Verkehr
«Pop-up-Radspur»: Ministerium lässt sich berichten

Düsseldorf (dpa/lnw) - Das nordrhein-westfälische Verkehrsministerium hat die umstrittene «Pop-up-Radspur» in Düsseldorf im Blick und lässt sich über Unfälle auf dem temporären Fahrradweg berichten. Das bestätigte das Ministerium auf Anfrage.

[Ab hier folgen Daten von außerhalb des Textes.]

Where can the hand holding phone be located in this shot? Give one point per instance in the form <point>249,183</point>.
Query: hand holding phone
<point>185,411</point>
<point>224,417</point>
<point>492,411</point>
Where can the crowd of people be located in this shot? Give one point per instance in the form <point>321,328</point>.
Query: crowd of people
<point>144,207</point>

Mittwoch, 01.07.2020, 16:46 Uhr aktualisiert: 01.07.2020, 16:52 Uhr
Radfahrer fahren auf einem Radweg.
Radfahrer fahren auf einem Radweg. Foto: Friso Gentsch

«Wir begrüßen jede Maßnahme, die bessere Mobilität bietet», hieß es aus dem Ministerium. «Über straßenrechtliche Anordnung können die Kommunen schnell und flexibel auf Situationen und Handlungsbedarfe auf den Straßen reagieren und wie in Düsseldorf kurzfristig Fahrradspuren, so genannte Pop-Up-Bike-Lanes, vorübergehend einrichten.» Die konkrete Entscheidung habe die jeweilige Stadt zu treffen. «Für die Landesregierung steht dabei die Sicherheit an erster Stelle. Das Verkehrsministerium lässt sich deshalb über das Unfallgeschehen berichten.»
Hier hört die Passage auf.